Our modeling framework has some limitations. First, our analysis has focused only on the benefits of deploying mitigation in the form of postponing the start date of tasks. However, postponing tasks may increase the number of active tasks on particular days, which is generally associated with poor project performance due to an increased cost or decreased quality [11, 37, 58]. In addition, postponing tasks is impossible when a sequence of tasks has no float between any consecutive pair of tasks, which is a type of critical path [54]. Future work should consider this drawback in conjunction with the benefits potentially gained through the mitigation mechanisms proposed in the present study. Second, from a methodological standpoint, our approach is limited by the single pass in which mitigation is applied to tasks. Consider the example shown in Fig. 3a, in which node \(v_{5}\) was postponed before node \(v_{6}\) was. In this case, the amount of postponement is constrained by the start date of node \(v_{6}\). Postponing node \(v_{6}\) at a later stage opens up the opportunity for node \(v_{5}\) to be further postponed, which is currently not exploited. One can exploit this opportunity to explore further improvements in mitigation efficiency. Third, a mitigation scheme can be classified into passive and active. In a passive mitigation scheme, one modifies the structure or time stamps of the activity network before a cascade is possibly seeded. In contrast, in an active mitigation scheme, one modifies the activity network while a cascade is progressing. In the present study, we focused on active mitigation schemes. Carefully planning the start time of each task, given, for example, the network structure and the possibility of different tasks to fail with different probabilities, may consist in a plausible passive mitigation scheme on the activity network. This topic also warrants future work. Fourth, we do know have mechanistic understanding of why one mitigation scheme works better than another. To clarity this requires a more systematic investigation, possibly involving multiple data sets, which is beyond the scope of the present study.

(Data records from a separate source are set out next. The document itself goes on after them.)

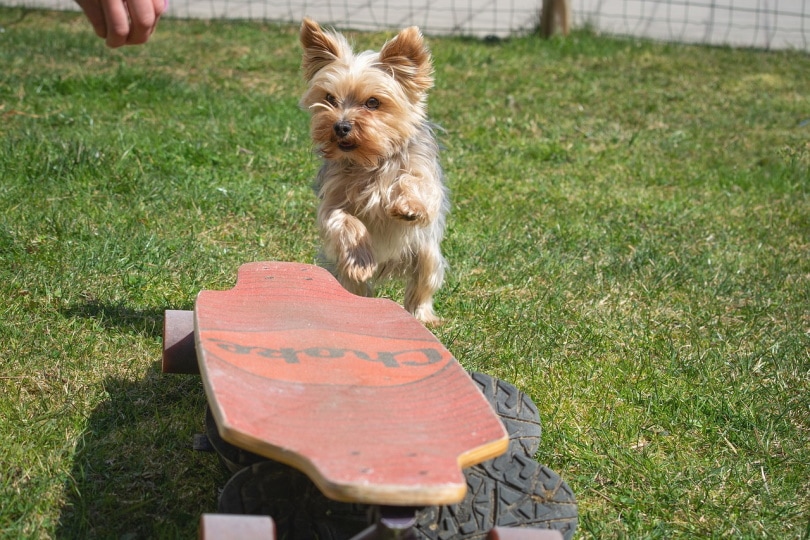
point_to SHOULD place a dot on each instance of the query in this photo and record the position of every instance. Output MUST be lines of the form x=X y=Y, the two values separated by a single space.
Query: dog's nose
x=342 y=128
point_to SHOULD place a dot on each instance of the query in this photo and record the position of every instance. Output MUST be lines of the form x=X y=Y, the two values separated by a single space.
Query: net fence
x=770 y=24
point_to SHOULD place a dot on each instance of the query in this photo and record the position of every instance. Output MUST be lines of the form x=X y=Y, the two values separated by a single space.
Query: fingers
x=95 y=15
x=123 y=22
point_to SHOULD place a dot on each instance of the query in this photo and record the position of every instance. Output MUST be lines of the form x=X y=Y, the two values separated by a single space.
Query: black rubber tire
x=512 y=490
x=516 y=410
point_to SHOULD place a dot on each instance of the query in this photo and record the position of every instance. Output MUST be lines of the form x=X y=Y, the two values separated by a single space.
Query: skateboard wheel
x=299 y=510
x=234 y=458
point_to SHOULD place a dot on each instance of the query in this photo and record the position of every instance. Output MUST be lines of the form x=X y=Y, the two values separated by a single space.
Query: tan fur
x=383 y=201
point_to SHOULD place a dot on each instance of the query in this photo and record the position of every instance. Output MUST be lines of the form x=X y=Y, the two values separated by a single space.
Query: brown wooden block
x=230 y=527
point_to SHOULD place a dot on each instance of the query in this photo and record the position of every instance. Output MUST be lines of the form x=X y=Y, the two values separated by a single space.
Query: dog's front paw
x=409 y=210
x=359 y=266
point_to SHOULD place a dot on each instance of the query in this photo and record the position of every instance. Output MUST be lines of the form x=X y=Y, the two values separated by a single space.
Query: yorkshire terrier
x=383 y=202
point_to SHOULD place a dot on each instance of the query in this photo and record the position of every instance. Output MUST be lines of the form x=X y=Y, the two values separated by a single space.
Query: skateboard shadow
x=148 y=322
x=135 y=473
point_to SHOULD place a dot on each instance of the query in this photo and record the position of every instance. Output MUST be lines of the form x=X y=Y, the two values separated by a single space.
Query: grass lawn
x=629 y=244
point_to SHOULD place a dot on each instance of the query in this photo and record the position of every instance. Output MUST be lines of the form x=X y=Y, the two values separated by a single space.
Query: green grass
x=629 y=243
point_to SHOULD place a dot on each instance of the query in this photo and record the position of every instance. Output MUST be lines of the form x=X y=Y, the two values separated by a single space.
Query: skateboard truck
x=366 y=402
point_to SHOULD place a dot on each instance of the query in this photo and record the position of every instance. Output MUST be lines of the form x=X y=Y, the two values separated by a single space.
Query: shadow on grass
x=147 y=322
x=135 y=473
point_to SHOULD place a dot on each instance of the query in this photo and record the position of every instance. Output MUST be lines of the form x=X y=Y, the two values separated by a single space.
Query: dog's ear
x=408 y=59
x=321 y=48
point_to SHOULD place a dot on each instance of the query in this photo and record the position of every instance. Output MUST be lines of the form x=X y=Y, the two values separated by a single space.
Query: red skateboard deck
x=352 y=391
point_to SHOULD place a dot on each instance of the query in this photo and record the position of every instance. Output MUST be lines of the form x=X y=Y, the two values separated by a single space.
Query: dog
x=383 y=202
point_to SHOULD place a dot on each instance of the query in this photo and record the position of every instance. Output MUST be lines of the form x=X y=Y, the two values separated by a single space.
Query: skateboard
x=352 y=392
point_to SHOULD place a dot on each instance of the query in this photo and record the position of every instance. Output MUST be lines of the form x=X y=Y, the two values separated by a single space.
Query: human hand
x=123 y=22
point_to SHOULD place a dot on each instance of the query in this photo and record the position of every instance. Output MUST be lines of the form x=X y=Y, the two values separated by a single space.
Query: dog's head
x=364 y=106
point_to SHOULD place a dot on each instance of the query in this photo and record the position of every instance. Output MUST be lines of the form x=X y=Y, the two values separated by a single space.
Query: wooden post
x=556 y=14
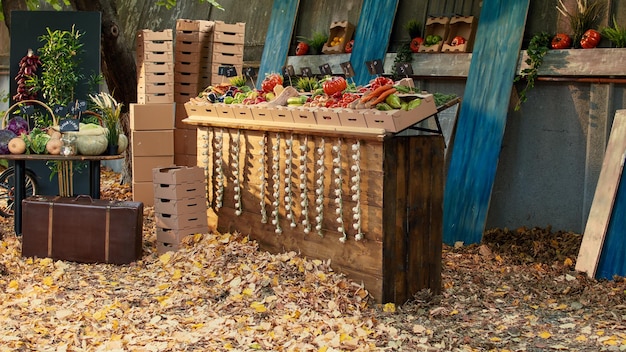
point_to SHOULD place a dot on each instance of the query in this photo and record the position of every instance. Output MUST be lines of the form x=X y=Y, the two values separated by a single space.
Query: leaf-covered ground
x=517 y=291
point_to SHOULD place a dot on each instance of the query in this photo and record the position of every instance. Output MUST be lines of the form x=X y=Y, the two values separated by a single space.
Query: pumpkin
x=91 y=139
x=122 y=143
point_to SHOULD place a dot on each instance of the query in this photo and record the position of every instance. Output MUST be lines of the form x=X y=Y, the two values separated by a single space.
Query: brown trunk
x=118 y=65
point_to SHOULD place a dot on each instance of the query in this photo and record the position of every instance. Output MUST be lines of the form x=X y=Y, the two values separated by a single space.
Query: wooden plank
x=602 y=207
x=278 y=37
x=482 y=119
x=371 y=36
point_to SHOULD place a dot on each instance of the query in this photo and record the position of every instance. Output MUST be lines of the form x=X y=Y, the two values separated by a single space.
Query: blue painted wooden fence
x=482 y=119
x=371 y=36
x=278 y=37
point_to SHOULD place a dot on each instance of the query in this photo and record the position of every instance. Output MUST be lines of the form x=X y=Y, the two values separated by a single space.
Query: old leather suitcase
x=82 y=229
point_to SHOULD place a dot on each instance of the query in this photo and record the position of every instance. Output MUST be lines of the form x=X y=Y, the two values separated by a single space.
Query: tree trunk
x=118 y=65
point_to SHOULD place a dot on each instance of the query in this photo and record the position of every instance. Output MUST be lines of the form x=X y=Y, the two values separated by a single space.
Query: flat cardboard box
x=175 y=175
x=180 y=206
x=143 y=166
x=150 y=117
x=153 y=143
x=181 y=191
x=143 y=192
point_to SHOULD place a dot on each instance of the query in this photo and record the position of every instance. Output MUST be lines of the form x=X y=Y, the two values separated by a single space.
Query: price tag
x=347 y=68
x=375 y=67
x=27 y=110
x=306 y=72
x=404 y=69
x=228 y=71
x=59 y=110
x=249 y=72
x=288 y=71
x=69 y=125
x=325 y=70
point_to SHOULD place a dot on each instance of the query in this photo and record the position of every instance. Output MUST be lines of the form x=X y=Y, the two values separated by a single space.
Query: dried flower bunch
x=586 y=16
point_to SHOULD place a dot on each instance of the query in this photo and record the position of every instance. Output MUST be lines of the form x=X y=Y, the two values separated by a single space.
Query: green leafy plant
x=586 y=16
x=111 y=111
x=537 y=49
x=615 y=34
x=316 y=42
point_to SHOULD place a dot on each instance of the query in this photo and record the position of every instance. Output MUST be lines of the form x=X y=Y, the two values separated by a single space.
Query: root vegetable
x=17 y=145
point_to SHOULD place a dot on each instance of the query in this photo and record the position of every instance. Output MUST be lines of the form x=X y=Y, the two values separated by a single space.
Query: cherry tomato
x=561 y=41
x=271 y=81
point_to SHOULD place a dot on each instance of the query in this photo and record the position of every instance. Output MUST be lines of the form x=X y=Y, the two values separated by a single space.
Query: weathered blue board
x=371 y=36
x=482 y=119
x=278 y=37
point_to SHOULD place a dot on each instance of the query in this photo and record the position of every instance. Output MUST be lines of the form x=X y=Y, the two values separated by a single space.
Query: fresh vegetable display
x=561 y=41
x=590 y=39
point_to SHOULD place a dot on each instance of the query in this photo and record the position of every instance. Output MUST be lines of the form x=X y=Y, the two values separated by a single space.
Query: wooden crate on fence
x=389 y=202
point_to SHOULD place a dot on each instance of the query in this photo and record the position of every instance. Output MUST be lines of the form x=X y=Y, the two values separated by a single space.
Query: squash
x=17 y=145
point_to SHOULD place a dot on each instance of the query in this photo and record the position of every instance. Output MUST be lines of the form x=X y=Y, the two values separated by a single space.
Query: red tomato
x=270 y=81
x=415 y=44
x=458 y=40
x=591 y=39
x=349 y=46
x=561 y=41
x=302 y=48
x=334 y=85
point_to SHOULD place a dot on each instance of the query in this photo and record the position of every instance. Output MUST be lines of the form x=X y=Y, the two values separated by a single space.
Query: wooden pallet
x=482 y=119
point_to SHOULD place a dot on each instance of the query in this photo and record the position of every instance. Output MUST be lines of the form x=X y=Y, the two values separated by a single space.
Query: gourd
x=91 y=139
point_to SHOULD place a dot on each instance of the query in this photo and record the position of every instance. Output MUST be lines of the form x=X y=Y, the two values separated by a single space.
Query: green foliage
x=537 y=49
x=616 y=34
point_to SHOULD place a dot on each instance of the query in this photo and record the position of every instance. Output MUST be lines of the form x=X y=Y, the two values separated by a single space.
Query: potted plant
x=110 y=111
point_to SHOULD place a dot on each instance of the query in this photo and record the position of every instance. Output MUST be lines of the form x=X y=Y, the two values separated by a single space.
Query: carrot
x=376 y=92
x=382 y=96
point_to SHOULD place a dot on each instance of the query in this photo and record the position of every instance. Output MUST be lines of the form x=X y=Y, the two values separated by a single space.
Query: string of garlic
x=304 y=196
x=288 y=173
x=263 y=178
x=236 y=183
x=319 y=190
x=219 y=170
x=276 y=183
x=356 y=190
x=338 y=191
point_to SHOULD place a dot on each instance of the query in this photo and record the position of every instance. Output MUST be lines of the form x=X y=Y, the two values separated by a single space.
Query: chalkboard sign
x=375 y=67
x=288 y=71
x=69 y=125
x=249 y=72
x=404 y=69
x=77 y=107
x=306 y=72
x=325 y=70
x=228 y=71
x=347 y=68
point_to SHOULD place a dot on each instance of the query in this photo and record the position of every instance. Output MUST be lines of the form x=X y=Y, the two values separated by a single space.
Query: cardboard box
x=398 y=120
x=181 y=191
x=143 y=166
x=149 y=117
x=194 y=25
x=463 y=26
x=153 y=143
x=180 y=206
x=342 y=30
x=327 y=117
x=352 y=118
x=143 y=192
x=435 y=26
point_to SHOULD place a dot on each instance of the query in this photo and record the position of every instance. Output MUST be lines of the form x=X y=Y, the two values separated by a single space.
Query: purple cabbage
x=5 y=137
x=18 y=125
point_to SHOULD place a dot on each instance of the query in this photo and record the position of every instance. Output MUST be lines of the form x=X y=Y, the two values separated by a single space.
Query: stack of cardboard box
x=192 y=70
x=180 y=205
x=152 y=118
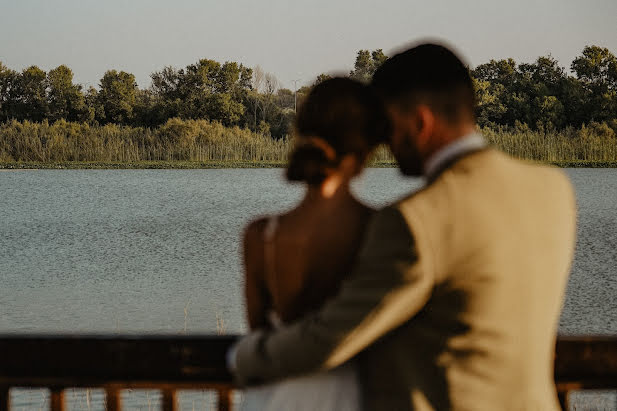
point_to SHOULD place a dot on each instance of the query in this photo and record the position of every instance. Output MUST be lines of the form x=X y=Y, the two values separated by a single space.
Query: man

In addition, our methodology hints to the possibility of mitigation having unintended negative effects. In the example shown in Fig. 3a, the probability that the failure of node \(v_{1}\) propagates to node \(v_{2}\) has been reduced because \(\tau_{{v_{1} v_{2} }}\) has been increased. This is a positive effect of mitigation that we have intended. However, in the same example, the probability that the failure of node \(v_{2}\) propagates to node \(v_{3}\) has been increased compared to the case of the unmitigated activity network, because the mitigation has decreased \(\tau_{{v_{2} v_{3} }}\). This is a negative effect of mitigation that we have not intended.

Despite these and other possible limitations, the present modeling framework serves as a stepping stone for future work. It opens new pathways of exploring whether causal relationships exist between structural and/or temporal features of temporal networks of tasks and mitigation effectives and efficiency.